The Raac crisis is perhaps the worst thing that could have hit the Tories as they try to build back some electoral credibility. It is an issue that will continue to outrage people. More than that, however, it drags the public discussion on to the Tories’ biggest area of weakness. Psychologically too it hits them hard. Temporary classrooms are a mental relic of the Major years, and shiny classrooms a sign of Blair’s renewal. This again helps Labour.
Fixing the problem might be hard for Keir Starmer. He remains subject to the same fiscal limitations as the current government. He also remains wary of previous Tory attack lines and is reticent to talk about raising taxes or spending more. But engaging with this stuff should be Labour’s home territory, and its increasing prominence should help it on the path to victory in the next election. For many voters, it is less about the how but more about the who – and this is a battle Labour should naturally do well in. The party’s challenge is building a clear campaign to keep up the moment and focus attention on Tory failings.
Schools falling down is so chaotic it can only be detrimental to the incumbents. This is especially true of a party that has been in power for so long. Blaming previous eras doesn’t work: that simply makes people ask whether your period of rule was ignorant of the problems, or too incompetent to fix them. It’s even stickier when your decisions fed into the issue. Quite simply, through austerity and Brexit, the Tories pushed the line that short-term pain would yield long-term benefits – as time goes on, it becomes harder to explain why that delayed gratification hasn’t come good.
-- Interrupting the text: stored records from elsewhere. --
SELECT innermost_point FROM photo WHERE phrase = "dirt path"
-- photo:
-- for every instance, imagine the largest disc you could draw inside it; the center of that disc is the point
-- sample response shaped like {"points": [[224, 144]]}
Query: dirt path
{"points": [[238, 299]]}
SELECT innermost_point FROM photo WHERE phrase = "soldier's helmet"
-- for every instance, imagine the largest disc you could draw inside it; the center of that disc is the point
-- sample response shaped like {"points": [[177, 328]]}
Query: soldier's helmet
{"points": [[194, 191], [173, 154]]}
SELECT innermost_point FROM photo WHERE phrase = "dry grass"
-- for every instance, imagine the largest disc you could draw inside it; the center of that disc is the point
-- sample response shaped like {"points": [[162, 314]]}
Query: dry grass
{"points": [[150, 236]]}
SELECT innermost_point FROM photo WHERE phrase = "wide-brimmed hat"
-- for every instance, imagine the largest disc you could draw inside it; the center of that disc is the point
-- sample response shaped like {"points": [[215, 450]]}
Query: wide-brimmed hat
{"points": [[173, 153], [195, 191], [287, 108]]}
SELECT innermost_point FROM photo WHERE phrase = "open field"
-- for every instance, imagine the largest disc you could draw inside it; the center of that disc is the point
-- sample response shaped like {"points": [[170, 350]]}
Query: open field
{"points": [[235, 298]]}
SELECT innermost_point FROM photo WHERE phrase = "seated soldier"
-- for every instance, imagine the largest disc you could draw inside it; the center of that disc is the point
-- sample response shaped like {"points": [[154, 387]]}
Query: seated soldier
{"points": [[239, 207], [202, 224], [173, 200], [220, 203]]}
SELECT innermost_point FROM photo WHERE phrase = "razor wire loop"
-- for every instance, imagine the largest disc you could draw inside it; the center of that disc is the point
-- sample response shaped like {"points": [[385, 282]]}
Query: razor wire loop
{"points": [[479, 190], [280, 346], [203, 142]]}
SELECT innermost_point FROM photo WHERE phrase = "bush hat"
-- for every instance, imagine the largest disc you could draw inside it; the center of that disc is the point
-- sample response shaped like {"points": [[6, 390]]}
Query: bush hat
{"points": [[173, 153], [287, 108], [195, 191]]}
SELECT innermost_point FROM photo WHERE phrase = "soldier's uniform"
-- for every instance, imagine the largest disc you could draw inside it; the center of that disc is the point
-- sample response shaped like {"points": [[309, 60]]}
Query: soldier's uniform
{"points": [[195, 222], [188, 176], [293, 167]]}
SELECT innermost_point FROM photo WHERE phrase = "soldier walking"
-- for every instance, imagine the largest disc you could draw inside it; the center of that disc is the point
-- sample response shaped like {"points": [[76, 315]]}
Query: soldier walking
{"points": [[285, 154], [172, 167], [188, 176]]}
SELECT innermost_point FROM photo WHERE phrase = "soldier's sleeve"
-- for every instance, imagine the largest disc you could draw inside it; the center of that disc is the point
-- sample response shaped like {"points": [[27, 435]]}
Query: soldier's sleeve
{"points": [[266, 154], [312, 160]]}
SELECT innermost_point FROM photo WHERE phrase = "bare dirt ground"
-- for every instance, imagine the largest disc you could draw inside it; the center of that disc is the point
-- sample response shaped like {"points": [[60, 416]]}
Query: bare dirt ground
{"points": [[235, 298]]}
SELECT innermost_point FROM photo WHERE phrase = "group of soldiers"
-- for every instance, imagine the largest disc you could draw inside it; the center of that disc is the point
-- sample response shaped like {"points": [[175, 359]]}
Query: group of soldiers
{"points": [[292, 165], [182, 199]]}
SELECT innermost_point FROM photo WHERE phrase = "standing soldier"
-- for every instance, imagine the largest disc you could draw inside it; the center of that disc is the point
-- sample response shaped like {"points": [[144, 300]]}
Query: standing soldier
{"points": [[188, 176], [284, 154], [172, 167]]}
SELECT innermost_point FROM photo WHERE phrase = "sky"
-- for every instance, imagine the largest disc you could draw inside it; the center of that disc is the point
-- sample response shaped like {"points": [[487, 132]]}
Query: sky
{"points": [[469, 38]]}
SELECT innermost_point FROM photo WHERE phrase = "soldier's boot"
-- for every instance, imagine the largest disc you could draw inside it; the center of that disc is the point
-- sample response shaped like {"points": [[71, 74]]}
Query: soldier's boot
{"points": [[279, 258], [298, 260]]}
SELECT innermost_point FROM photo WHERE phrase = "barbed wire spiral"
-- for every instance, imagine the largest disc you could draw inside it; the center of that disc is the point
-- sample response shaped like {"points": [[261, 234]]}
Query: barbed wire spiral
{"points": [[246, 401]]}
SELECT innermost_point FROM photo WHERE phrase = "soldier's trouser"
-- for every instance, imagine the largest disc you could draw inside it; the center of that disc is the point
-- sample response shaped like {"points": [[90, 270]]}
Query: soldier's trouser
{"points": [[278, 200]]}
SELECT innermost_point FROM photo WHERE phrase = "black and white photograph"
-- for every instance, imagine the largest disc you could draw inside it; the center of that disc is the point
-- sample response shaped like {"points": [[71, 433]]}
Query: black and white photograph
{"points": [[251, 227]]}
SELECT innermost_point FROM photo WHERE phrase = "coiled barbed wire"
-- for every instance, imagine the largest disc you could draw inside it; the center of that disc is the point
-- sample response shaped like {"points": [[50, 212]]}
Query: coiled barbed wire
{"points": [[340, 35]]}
The Conservatives are going to be held to account for the Raac scandal. The public will be perplexed and angry at how something so catastrophic could be happening and will blame the government. This narrative could countervail anything the party wants to say about the economy, and into the sort of territory where Labour would want to fight the next election.
If the Tories still have an electoral hope next year, it lies in convincing an increasingly sceptical public that they can govern well. This means being trusted on the economy but also means being expected to fix faltering public services. Buildings collapsing on your watch after you’ve cut funding is not conducive to that. Nor is garbling the comms afterwards. The Raac crisis should be enough to see the most optimistic Tories start to crumble.